Tres libros de la escritora Viviane Forrester (1925, París) han sido traducidos al castellano. Ha publicado muchos más pero los más polémicos son los que han logrado ser conocidos en nuestro idioma.
El horror económico (1997), ganador del Premio Medici en 1996; Una extraña dictadura (2000) y El crimen occidental (2008), pero ha escrito muchos más en su dinámica e inquieta vida cargada de las letras de ensayo y de ficción; además de la constante investigación con la que ha producido ideas plenas de lucidez, en un mundo que, como ella bien dijo en una entrevista, no quiere hablar de ciertos temas, mucho menos profundizar y tampoco llegar a la luminosidad de la evolución de acontecimientos que ya deberían estar superados.
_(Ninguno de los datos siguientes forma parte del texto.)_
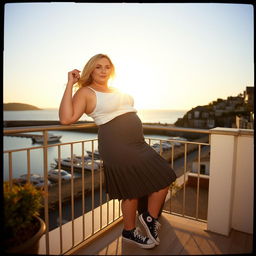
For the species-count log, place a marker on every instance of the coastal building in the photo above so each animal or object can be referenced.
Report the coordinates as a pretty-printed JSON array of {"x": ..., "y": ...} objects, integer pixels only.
[{"x": 233, "y": 112}]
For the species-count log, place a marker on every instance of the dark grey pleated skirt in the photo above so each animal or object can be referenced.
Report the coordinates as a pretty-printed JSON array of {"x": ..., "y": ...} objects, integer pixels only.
[{"x": 132, "y": 169}]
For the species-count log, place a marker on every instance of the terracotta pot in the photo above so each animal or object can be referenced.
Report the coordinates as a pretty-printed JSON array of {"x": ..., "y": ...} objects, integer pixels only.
[{"x": 31, "y": 246}]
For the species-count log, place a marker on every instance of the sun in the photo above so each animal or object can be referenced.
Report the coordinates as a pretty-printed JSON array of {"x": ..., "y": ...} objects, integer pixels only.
[{"x": 135, "y": 78}]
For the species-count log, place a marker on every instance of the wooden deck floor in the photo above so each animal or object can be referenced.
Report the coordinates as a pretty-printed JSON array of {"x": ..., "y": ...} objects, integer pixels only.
[{"x": 179, "y": 236}]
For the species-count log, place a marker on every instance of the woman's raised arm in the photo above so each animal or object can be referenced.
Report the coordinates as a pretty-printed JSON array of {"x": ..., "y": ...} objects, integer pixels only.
[{"x": 72, "y": 108}]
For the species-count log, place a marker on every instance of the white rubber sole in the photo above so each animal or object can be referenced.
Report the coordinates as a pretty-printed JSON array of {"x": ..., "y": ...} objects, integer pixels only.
[
  {"x": 144, "y": 246},
  {"x": 147, "y": 230}
]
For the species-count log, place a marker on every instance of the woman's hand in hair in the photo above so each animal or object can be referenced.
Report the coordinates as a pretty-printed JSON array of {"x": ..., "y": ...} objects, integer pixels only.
[{"x": 73, "y": 76}]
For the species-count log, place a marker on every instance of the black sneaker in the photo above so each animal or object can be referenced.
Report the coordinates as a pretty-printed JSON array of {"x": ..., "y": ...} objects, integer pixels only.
[
  {"x": 151, "y": 225},
  {"x": 133, "y": 236}
]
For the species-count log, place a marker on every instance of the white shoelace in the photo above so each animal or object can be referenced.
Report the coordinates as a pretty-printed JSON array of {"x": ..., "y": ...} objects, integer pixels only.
[
  {"x": 157, "y": 227},
  {"x": 139, "y": 236}
]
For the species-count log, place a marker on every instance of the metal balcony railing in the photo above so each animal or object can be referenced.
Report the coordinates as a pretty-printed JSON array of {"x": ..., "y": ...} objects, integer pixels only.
[{"x": 105, "y": 212}]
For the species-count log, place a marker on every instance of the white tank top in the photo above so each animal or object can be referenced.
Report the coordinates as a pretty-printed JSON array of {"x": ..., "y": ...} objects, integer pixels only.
[{"x": 110, "y": 105}]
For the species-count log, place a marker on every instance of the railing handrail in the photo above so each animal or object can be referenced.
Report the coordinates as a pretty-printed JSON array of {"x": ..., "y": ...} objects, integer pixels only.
[
  {"x": 11, "y": 130},
  {"x": 217, "y": 130}
]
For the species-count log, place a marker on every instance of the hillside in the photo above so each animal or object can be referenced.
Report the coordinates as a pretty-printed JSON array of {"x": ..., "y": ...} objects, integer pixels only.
[{"x": 19, "y": 106}]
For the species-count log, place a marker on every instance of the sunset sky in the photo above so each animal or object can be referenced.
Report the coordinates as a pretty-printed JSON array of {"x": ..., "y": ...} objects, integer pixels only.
[{"x": 168, "y": 56}]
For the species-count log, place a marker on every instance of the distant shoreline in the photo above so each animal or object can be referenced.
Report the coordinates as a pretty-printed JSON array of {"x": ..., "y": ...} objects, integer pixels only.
[{"x": 19, "y": 107}]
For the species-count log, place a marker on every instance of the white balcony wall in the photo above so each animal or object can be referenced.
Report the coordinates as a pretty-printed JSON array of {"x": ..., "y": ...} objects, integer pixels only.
[{"x": 231, "y": 181}]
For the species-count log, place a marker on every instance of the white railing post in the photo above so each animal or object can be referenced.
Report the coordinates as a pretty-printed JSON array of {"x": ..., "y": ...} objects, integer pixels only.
[
  {"x": 224, "y": 179},
  {"x": 242, "y": 213}
]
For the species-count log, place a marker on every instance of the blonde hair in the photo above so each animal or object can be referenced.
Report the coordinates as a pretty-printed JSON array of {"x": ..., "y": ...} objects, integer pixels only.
[{"x": 85, "y": 77}]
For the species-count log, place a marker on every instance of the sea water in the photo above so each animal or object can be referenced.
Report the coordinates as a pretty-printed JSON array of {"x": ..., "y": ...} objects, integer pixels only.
[{"x": 20, "y": 161}]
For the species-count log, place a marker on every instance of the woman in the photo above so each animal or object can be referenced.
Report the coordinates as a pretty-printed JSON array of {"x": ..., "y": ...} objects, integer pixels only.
[{"x": 132, "y": 169}]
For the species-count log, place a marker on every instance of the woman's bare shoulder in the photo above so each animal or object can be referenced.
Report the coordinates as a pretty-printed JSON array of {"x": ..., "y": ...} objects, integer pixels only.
[{"x": 85, "y": 91}]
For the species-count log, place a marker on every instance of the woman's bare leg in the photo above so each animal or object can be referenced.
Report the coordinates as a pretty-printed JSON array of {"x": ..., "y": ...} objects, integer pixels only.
[
  {"x": 155, "y": 201},
  {"x": 129, "y": 208}
]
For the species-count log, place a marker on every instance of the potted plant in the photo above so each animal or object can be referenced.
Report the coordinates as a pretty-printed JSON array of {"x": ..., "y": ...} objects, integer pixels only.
[{"x": 22, "y": 225}]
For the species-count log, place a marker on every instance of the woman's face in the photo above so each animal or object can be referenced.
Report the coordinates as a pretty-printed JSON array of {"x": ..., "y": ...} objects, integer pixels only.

Reconocida por sus ensayos acerca de las consecuencias del neoliberalismo y la globalización ha sido una constante invitada con foros mundiales sobre los grandes problemas de la humanidad. Es considerada experta en Vincent Van Gogh y Virginia Woolf.
Escribe crítica literaria en Le Monde y también es colaboradora de Le Nouvel Observateur y La Quinzaine Littéraire. En 1983 obtuvo el Premio Fémina Vacaresco por su libro Van Gogh o el entierro en los trigales y luego ha sido miembro del jurado de dicho premio.
Otras de sus obras: Ainsi des exilés (1970), Le Grand festin (1971), Virginia Woolf (1973), Le corps entier de Marigda (1975), Vestiges (1978), La violence du calme (1980), Le jeu des poignards (1985), Mains (1988), Ce soir, après la guerre (1992) y Mes passions de toujours. Van Gogh, Proust, Woolf, etc. (2005); Virginia Woolf (2009), Rue de Rivoli (2011) y Dans la fureur glaciale (2011).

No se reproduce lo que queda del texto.